O Seminário Internacional “Quem tem medo de gênero?” está com inscrições abertas para pré-registro. As vagas são limitadas e serão aprovadas mediante cadastro prévio.

O seminário será realizado de 15 a 17 de janeiro de 2025, no campus Pampulha, da Universidade Federal de Minas Gerais, em Belo Horizonte.

A partir do livro “Quem tem medo de gênero?”, lançado em março de 2024 pela filósofa Judith Butler, o seminário visa ser um espaço de diálogo, com foco em refletir coletivamente as políticas antigênero a partir de perspectivas transdisciplinares e transnacionais.  Segundo Butler, o grotesco ataque de que foi alvo em São Paulo, em 2017, foi o que a inspirou a escrever esse novo livro. Passados sete anos desde esse lamentável episódio, sintoma forte de escalada da ultradireita e de sua pauta antigênero, no Brasil e no mundo, o seminário vai explorar como as elaborações dessa nova obra convergem com debates brasileiros sobre gênero, sexualidade e suas muitas interseções.

Segundo os organizadores da iniciativa, os professores residentes do IEAT, Marcelo Cattoni, da Faculdade de Direito da UFMG, e Marco Aurélio Prado, da Faculdade de Filosofia e Ciências Humanas da UFMG, o seminário pretende examinar o estado atual das ofensivas antigênero no âmbito transnacional e no Brasil, a partir de algumas questões: Qual a relação das políticas contra o gênero com a desdemocratização e os neo-autoritarismos dos tempos de agora? Que disputas de poder elas encerram? Quais são seus alvos e quais os efeitos?

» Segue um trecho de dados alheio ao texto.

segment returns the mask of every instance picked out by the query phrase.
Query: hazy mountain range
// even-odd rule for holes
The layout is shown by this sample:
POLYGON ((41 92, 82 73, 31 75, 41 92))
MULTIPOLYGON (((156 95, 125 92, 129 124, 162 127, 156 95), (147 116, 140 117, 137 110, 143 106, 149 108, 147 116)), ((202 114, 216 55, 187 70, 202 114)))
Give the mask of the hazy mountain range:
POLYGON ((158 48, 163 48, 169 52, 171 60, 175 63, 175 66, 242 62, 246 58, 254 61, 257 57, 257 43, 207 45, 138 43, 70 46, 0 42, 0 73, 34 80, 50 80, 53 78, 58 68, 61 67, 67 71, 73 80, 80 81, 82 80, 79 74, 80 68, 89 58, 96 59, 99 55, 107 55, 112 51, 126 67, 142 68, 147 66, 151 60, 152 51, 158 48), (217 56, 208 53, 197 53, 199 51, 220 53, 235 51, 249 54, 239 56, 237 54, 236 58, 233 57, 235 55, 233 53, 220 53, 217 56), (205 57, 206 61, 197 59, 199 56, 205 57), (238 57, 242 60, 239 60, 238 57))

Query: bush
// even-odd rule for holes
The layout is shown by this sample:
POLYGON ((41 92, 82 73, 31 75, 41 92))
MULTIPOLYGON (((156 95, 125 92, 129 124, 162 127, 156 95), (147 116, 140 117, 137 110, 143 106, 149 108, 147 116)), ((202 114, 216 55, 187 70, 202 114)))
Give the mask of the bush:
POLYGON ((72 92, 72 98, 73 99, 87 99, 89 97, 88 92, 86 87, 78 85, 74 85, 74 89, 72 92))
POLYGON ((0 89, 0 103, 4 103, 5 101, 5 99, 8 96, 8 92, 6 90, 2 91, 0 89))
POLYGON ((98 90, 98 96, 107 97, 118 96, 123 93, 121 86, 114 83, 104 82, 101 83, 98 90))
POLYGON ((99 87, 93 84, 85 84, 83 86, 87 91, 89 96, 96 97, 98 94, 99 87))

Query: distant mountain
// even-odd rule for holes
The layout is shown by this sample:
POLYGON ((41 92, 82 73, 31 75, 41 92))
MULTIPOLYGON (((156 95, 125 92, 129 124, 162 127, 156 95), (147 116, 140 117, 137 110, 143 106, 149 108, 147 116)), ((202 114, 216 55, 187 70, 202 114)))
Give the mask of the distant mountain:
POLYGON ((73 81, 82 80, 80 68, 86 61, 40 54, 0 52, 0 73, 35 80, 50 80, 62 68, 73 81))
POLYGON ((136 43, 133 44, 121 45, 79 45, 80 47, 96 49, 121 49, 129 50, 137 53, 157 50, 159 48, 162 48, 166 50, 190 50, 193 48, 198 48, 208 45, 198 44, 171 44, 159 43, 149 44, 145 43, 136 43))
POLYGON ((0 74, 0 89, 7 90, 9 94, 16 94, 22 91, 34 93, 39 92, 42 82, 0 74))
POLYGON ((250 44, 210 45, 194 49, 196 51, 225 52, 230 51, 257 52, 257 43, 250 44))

A inscrição para o Seminário Internacional “Quem Tem Medo de Gênero” deve ser feita no site do Núcleo de Direitos Humanos e Cidadania LGBT (NUH).

O evento conta com o patrocínio da Fundação de Amparo à Pesquisa do Estado de Minas Gerais (Fapemig), da Faculdade de Filosofia e Ciências Humanas da UFMG e o apoio do Observatório de Sexualidade e Política (SPW) da Associação Brasileira Interdisciplinar de AIDS (ABIA). A realização é do Núcleo de Direitos Humanos e Cidadania LGBT (NUH) e do Instituto de Estudos Avançados Trandisciplinares da UFMG.